How to Order Eggs Sunny Side Up is Lisa Collyer’s first poetry collection. Collyer writes from an autobiographical perspective that is anchored in body and place. A major theme of Collyer’s work is the female body. Her collection includes wry poems about female physical beauty that come from a posture of acknowledged complicity with social expectations:

I tame
fur lined lips tied to Mediterranean

I betray
flesh razed in wax strips
fleecing skin & hard-won purse

(“The Beauty Police”)

There is anger in poem after poem about sexual assault, domestic violence, and double standards:

Before a nymph learns to gag
I sieve the letters you explete
bilious                 S           L

(“Maiden Shame”)

Some of her finest poems handle infertility, termination, and childlessness with a delicate yet savage acuity, including the brilliantly allusive “Ghosting”:

A nasal RAT is a pregnancy text that insists, I’m still cursed. Hello Kitty waves from counter tops while fertility is a full purse reimbursed. Well-endowed steamed dumplings—swollen Demi Moore’s. Look at me, I’m cat-less—in an empty house being pinned to the bed, a cat on my heart.

Collyer’s best poems are like this: allusive and clever. They take Emily Dickinson’s poetic dictum to ‘tell it slant’ to heart. Collyer takes us wonderfully slant-wise into experience and emotion in poems like “Plastic Sleeve”, “Bed Bugs Can Kill a Hotel’s Reputation”, and “Outer Suburban Fog”. The title poem is a tour de force in extended metaphor (how many things can a poet do with eggs?):

At thirty-four, I try to conceive but each month an egg cooks defective. I wish I had Alice while touring Malaysia to help me order eggs sunny side up. The first question I’m asked is whether I have children.

(“How to Order Eggs Sunny Side Up”)

Some of the poems struggle, though, from being a little too oblique. The balance between allusiveness and elusiveness can be hard to strike. The poems that come out of Collyer’s residency at a West Australian National Trust location, for example, would benefit from a few contextual notes, especially for readers who may have little knowledge of this historic venue.

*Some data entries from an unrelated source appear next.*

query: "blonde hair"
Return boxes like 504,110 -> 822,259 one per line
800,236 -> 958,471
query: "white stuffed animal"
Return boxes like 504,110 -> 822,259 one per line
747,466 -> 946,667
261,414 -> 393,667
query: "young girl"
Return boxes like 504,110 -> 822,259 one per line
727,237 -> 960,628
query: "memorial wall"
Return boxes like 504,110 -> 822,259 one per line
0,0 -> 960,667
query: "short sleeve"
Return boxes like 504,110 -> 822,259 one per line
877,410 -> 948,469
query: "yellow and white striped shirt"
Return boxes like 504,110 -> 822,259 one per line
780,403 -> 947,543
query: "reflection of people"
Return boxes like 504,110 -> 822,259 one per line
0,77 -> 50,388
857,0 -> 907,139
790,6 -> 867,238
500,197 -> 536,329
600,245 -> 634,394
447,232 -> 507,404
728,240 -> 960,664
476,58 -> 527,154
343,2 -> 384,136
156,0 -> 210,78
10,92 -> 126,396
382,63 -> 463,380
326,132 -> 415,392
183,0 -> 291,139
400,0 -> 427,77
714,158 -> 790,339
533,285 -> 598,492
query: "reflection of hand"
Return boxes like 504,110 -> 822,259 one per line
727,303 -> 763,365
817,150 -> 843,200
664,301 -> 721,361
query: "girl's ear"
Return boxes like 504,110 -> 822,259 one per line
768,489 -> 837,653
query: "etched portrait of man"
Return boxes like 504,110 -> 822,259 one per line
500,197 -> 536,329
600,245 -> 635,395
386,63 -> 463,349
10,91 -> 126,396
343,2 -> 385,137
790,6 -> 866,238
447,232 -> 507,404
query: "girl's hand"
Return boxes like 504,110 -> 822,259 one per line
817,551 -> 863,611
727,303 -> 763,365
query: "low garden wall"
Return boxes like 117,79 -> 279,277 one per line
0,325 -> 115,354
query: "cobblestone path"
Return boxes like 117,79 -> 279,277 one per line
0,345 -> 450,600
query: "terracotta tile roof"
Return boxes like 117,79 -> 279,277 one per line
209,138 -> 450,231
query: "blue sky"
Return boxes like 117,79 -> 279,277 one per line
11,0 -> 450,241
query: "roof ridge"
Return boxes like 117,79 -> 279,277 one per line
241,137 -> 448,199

One of the joys of this collection, for West Australian readers, is the joy of recognising familiar things and places. There were little jolts of pleasure for this reader as she spotted native flora and fauna, the Bibbulman Track, and the Cape-to-Cape track. There was rueful recognition of minesites, roadkill, and plastic use in our school systems (in spite of the lipservice paid to sustainability). Suburban lifestyle gets a witty send-up-cum-celebration in “Outer Suburban Fog”.

This is a fine first collection by an active and much-loved member of the Perth poetry community. It should appeal to both local readers and to readers who resonate with its feminist concerns.